Hello everyone,
Happy Holidays to everyone!!! This week we read up to page 88 Dharma God. We spoke about Step Three and turning it over, about acceptance and letting go, and how sometimes acceptance requires action on our part. Also, how our intention determines the outcome of our behavior.
This week's discussion question is from page 88 - "What is difficult to accept about yourself?" And do you believe that those things are things you can't change?
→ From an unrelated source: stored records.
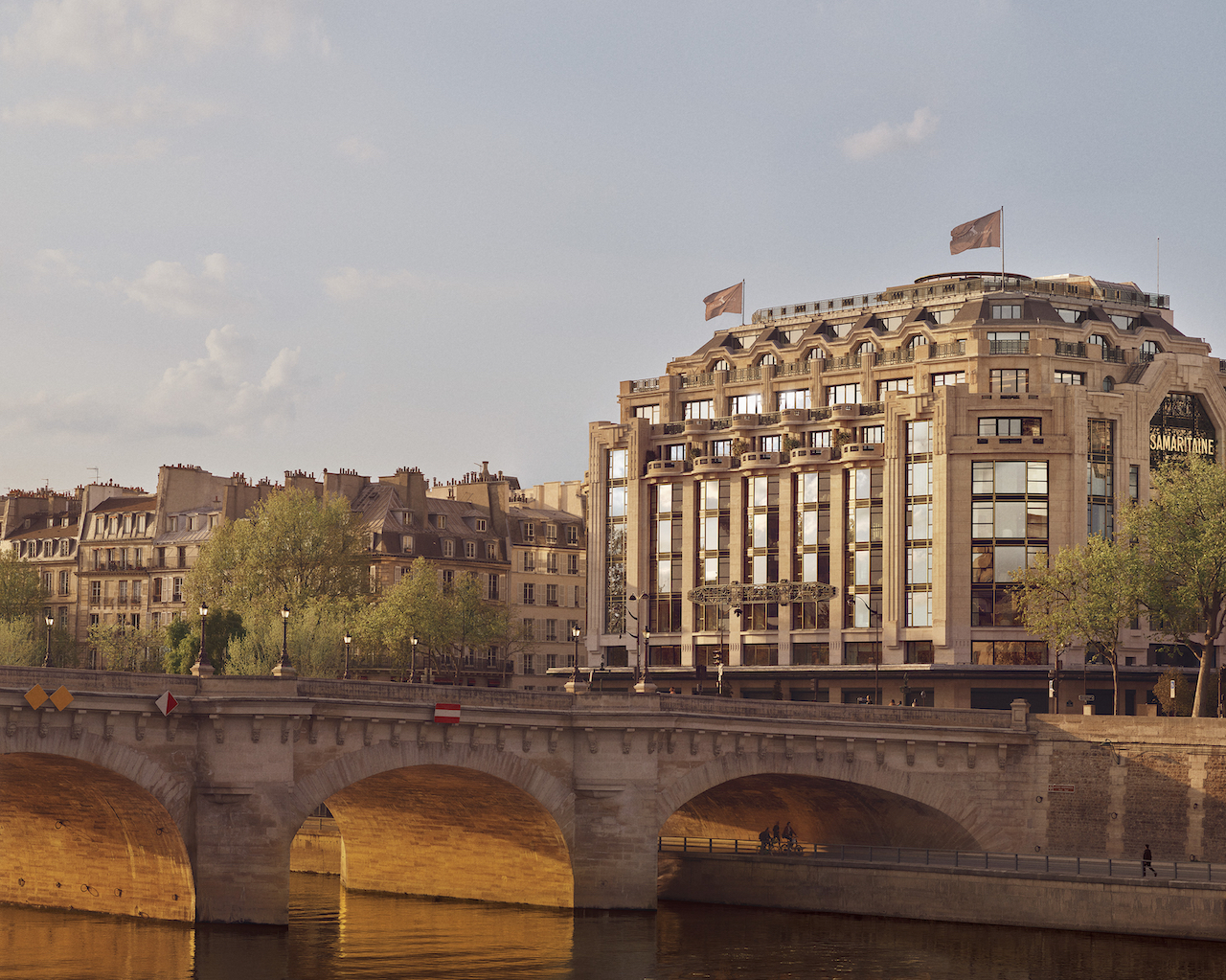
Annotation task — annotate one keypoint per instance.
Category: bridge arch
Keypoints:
(827, 802)
(84, 835)
(477, 823)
I find this a very interesting question because in my journey of self-awareness and discovery I have found things and behaviors about myself that I really don't like and that I no longer need to accept as "Just how I am". That was my favorite excuse to avoid making changes or accepting responsibility in earlier days, and certainly in my addiction. Now, I know that it is always a choice - that I can make a different more "skillful" choice now that I have more awareness and more sobriety. I can choose not to buy those cookies I don't want to eat, rather than have them in my house and then give in to eating them all. I can choose not to waste my time trying to rewrite the past and live in the "what if's" and instead be grateful for every step on my journey that has brought me to where I am today and who I am. I can learn to embrace change in small ways so I'm better prepared for the big changes life throws at you, rather than just telling myself that I hate change. That is not "skillful" and doesn't help me. I'm grateful that I can see these things and work on changing them, rather than just "accepting" them as written in stone and who I am.
What about you?
Hi Lori, thanks for a great meeting last week. The meeting was really good. Step 3 is a great step that freed me to be my authentic self. Gave me the power of choice and an open mind. The difficult things to accept today are that I am addicted to everything that feels good, looks good or tastes good. I believe I can change how I feel about that by being mindful about my choices. Being aware of the addictive behaviors and not giving in to them. I struggle with the COOKIES and the BOYS. I remain open to knowing that I get to make choices based on what's important to me and how I feel in my body; asking my higher power to guide me and help me when I am struggling with the choices. I am grateful for the ability to make choices today. Happy New Year!!! See you Jan 6th.